Anami był tak przejęty, że go zatkało i ledwie mógł wydobyć głos.
- Ja także doradzani kontynuowanie wojny, chyba że alianci definitywnie przyrzekną zagwarantowanie bezpieczeństwa Waszej Wysokości. - Zakaszlał, żeby przeczyścić gardło. - Ciągle jeszcze mamy szansę na zwycięstwo. A nasz opór może zakończyć tę wojnę co najmniej na lepszych warunkach.
Cesarz spytał o zdanie wszystkich członków gabinetu, ale żaden nie wstał z miejsca. Skinął głową.
- Jeśli nikt już nie ma nić do powiedzenia, wyrażę sąd mój własny. Chcę, żebyście się wszyscy zgodzili z mymi wnioskami. - W komnacie panowała skupiona cisza. - Wnikliwie wysłuchiwałem wszystkich argumentów przeciwnych przyjęciu przez Japonię odpowiedzi aliantów w jej obecnej formie, ale poglądów moich nie zmieniłem. Zapoznałem się ze stanem spraw wewnątrz kraju i w skali międzynarodowej i doszedłem do wniosku, że dalej prowadzić tej wojny nie możemy.

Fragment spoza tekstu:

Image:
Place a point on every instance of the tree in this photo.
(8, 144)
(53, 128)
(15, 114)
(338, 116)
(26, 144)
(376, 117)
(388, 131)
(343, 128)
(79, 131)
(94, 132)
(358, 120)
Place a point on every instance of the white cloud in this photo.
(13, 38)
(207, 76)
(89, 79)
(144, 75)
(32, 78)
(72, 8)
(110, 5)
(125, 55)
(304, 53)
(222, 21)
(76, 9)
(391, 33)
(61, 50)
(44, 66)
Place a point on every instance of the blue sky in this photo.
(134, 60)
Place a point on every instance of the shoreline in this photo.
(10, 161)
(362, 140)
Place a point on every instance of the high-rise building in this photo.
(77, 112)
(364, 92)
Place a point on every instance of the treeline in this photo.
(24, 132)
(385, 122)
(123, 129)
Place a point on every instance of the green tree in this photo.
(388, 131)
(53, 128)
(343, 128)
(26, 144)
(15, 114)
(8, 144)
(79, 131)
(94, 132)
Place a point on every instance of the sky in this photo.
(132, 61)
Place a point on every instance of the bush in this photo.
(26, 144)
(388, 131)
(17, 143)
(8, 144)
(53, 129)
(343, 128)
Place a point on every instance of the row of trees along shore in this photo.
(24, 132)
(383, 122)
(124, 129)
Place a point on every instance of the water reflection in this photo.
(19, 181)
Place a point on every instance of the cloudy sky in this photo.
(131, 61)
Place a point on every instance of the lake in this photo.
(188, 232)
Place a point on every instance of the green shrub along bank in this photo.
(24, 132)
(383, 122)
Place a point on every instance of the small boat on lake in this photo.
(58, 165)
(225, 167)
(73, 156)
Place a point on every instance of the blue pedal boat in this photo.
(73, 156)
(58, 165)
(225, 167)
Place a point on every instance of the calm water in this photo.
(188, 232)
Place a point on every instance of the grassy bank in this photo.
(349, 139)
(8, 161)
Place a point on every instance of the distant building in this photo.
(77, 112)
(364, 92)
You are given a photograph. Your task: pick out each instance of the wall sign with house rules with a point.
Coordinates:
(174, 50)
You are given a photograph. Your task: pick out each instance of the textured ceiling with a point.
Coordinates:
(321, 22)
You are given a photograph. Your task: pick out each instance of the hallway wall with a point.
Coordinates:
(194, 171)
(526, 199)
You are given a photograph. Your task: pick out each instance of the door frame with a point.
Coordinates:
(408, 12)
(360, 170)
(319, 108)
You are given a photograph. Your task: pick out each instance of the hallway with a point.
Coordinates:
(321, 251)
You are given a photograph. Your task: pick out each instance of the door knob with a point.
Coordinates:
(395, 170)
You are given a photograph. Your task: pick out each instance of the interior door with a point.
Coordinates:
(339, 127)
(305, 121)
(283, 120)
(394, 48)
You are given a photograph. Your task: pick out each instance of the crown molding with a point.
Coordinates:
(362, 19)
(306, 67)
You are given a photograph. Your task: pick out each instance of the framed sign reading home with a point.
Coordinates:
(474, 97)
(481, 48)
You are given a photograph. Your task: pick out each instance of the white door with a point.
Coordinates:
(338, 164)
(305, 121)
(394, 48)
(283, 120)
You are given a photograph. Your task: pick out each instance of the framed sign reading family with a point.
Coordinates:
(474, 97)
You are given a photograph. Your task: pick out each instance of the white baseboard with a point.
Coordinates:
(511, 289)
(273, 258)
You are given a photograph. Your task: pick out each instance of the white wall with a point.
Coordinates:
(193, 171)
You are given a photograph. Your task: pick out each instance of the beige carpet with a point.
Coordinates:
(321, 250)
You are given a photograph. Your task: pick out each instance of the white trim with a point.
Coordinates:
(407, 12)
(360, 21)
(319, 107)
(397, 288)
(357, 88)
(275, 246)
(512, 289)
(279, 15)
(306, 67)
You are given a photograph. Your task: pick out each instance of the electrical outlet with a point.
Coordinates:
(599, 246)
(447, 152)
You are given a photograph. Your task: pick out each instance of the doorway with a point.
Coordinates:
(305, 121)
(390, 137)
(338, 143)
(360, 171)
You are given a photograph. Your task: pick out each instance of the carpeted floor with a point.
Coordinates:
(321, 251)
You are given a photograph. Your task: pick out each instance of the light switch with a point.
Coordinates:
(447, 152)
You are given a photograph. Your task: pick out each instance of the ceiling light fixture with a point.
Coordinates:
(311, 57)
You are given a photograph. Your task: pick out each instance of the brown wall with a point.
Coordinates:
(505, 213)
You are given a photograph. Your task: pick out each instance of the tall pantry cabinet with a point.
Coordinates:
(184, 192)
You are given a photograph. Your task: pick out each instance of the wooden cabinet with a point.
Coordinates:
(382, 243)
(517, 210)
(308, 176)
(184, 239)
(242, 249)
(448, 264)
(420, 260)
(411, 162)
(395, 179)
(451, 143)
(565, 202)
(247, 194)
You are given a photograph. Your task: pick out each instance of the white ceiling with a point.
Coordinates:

Starł urękawiczoną dłonią spływającą mu z policzka łzę. Widok ten załamał kilku uczestników narady i ci nie potrafili pohamować siąkania nosami.
- Zdaję sobie doskonale sprawę z tego, jak trudno przyjdzie lojalnym oficerom i żołnierzom armii i floty składać przed nieprzyjacielem broń, oddawać kraj pod okupację, a być może słuchać oskarżeń o popełnienie zbrodni wojennych. - Spojrzał na ministra wojny, Anamiego. - Anami, domyślam się, że jest to szczególnie trudne dla ciebie, ale musisz to znieść.
Głos mu się załamał, musiał przerwać.
- Tak wielu poległo w walce, a ich rodziny cierpią nadal. - Znowu musiał otrzeć łzę. - Wszystkie te doznania są tak dotkliwe, że nie mogę pozwolić, aby moi poddani cierpieli nadal. Pragnę ratować mój naród, własnym ryzykując życiem.
Umilkł, ponieważ dwaj ministrowie osunęli się na podłogę.
- Ludzie nic nie wiedzą, jaka jest sytuacja i zaskoczy ich moja nagła decyzja. Jestem gotów uczynić wszystko. Jeśli to posłuży narodowi, mogę przemówić przez radio. - Poprosił rząd o niezwłoczne zredagowanie cesarskiego reskryptu ogłaszającego koniec wojny.